Friday, 26 de April de 2024 ISSN 1519-7670 - Ano 24 - nº 1285

A importância da análise

CIRCO DA RENÚNCIA

No dia seguinte à renúncia de Antônio Carlos Magalhães, dois jornais brasileiros ? Correio Braziliense e o Estado de S.Paulo ? brindaram seus leitores com informações precisas sobre o fenômeno do carlismo na Bahia.

O Correio Braziliense, em brilhante artigo do cientista político baiano Joviniano Neto, analisa com precisão a força do carlismo. No texto, o cientista demonstra, por A mais B, o que sempre se procurou esconder da opinião pública brasileira: a liderança de ACM na Bahia não é a unanimidade que se apregoa país afora. Os seguidores do carlismo representam menos de 1/3 do eleitorado baiano, e o analista comprova isso com números extraídos das eleições majoritárias de 1986, 1990, 1994 e 1998 e da última eleição municipal em Salvador.

Já o Estadão apresenta um histórico da carreira política de ACM, demonstrando em narrativa cronológica como foi a construção do poder do carlismo na Bahia, que se aproveitou competentemente das três vezes em que foi alçado pelos militares aos cargos de prefeito da capital e de governador, este por duas vezes. O histórico apresenta as três grandes tragédias pessoais de ACM: o suicídio do genro, o suicídio da filha e a morte súbita de Luiz Eduardo, o filho escolhido para sucedê-lo na política. O único fato histórico não-citado é a destruição do Jornal da Bahia por asfixia comercial, imposta por ACM e seus seguidores. O mesmo processo que impõe hoje ao jornal A Tarde, fato mencionado pelo Estadão. Mas a tarefa agora é difícil: vivemos numa democracia, ao contrário dos anos 70, além do processo de privatização das telefônicas e da globalização.

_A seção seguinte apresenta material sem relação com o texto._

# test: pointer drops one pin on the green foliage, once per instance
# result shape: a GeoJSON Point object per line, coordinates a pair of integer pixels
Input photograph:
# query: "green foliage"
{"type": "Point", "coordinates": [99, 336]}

O Estadão trouxe, ainda, um editorial sobre a renúncia considerado um dos mais duros já publicados pelos Mesquita, e uma excelente análise do senador Roberto Freire mostrando que a pesada roda da política continua a girar, só que agora a passos mais rápidos. O Jornal do Brasil publicou a desmoralizada lista da votação secreta, na qual ninguém de bom senso acredita, pois vem sendo levantada por ilações. Ainda no JB, Dora Kramer fez análise corretíssima sobre a renúncia.

O restante da imprensa tratou o assunto de maneira burocrática. Foram unânimes em afirmar que o discurso foi rancoroso, fraco, dirigido ao povo da Bahia.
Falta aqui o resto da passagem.